Subcloned into 118. Using these Erase A Base Kit from Promega, a deletion clone was prepared according to the instruction. Single-stranded DNA was prepared from these clones and the nucleotide sequence was determined by the dideoxy method. As a result, it was revealed that each of the two PEPC clones had a full-length cDNA insert containing a translation initiation site.

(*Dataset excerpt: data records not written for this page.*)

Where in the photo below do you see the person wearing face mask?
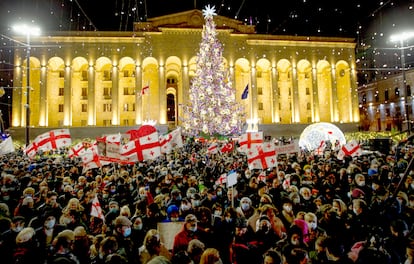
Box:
[280,197,295,226]
[275,224,308,255]
[236,197,256,219]
[250,214,279,263]
[172,214,203,255]
[138,229,172,264]
[163,204,184,222]
[91,236,118,264]
[112,216,138,263]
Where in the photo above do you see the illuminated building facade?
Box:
[11,10,360,138]
[358,70,414,131]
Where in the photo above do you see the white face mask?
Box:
[283,205,292,213]
[308,222,318,230]
[45,220,55,229]
[13,226,23,233]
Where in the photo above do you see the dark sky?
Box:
[0,0,414,39]
[0,0,414,128]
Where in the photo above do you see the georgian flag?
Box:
[91,196,105,221]
[247,142,277,170]
[216,173,227,185]
[24,142,39,159]
[34,129,72,150]
[81,145,102,172]
[238,132,263,153]
[68,142,86,159]
[314,140,326,156]
[160,128,183,154]
[120,131,161,162]
[337,140,362,160]
[0,137,16,155]
[220,140,234,153]
[207,142,218,154]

That is, the present invention relates to soybean PEPCs shown in SEQ ID NOS: 1 and 2 of the sequence listings shown in Tables 1 to 16 below.
It relates to the gene that encodes.

[0019]

[Table 1]

[0020]

[Table 2]

[0021]

[Table 3]

[0022]

[Table 4]

[0023]

[Table 5]

[0024]

[Table 6]

[0025]

[Table 7]

[0026]

[Table 8]

[0027]

[Table 9]

[0028]

[Table 10]

[0029]

[Table 11]

[0030]

[Table 12]

[0031]

[Table 13]

[0032]

[Table 14]

[0033]

[Table 15]

[0034]

[Table 16]

[0035]

EFFECTS OF THE INVENTION From the viewpoint that plant cells with high PEPC activity produce more protein than fat synthesis, PEPC is used to increase protein production, or conversely to suppress PEPC expression. It can be used to increase fat production. By isolating the PEPC gene involved in increasing protein production in soybean seeds according to the present invention, the production of plants having increased protein content in plant seeds, leaves, cultured cells, etc. using gene recombination technology, On the contrary, it can be expected to produce plants with increased fat content.

 ─────────────────────────────────────────────────── ─── Continuation of front page (72) Inventor Daisuke Shibata 1153-7 Nagakuni, Tsuchiura-shi, Ibaraki Prefecture (72) Inventor Robert F Whittier 31-14 Sakuragaoka, Tsuchiura-shi, Ibaraki Prefecture

Claims (1)

[Claims] 1. A gene encoding phosphoenolpyruvate carboxylase having the amino acid sequence shown in SEQ ID NO: 1 and / or SEQ ID NO: 2.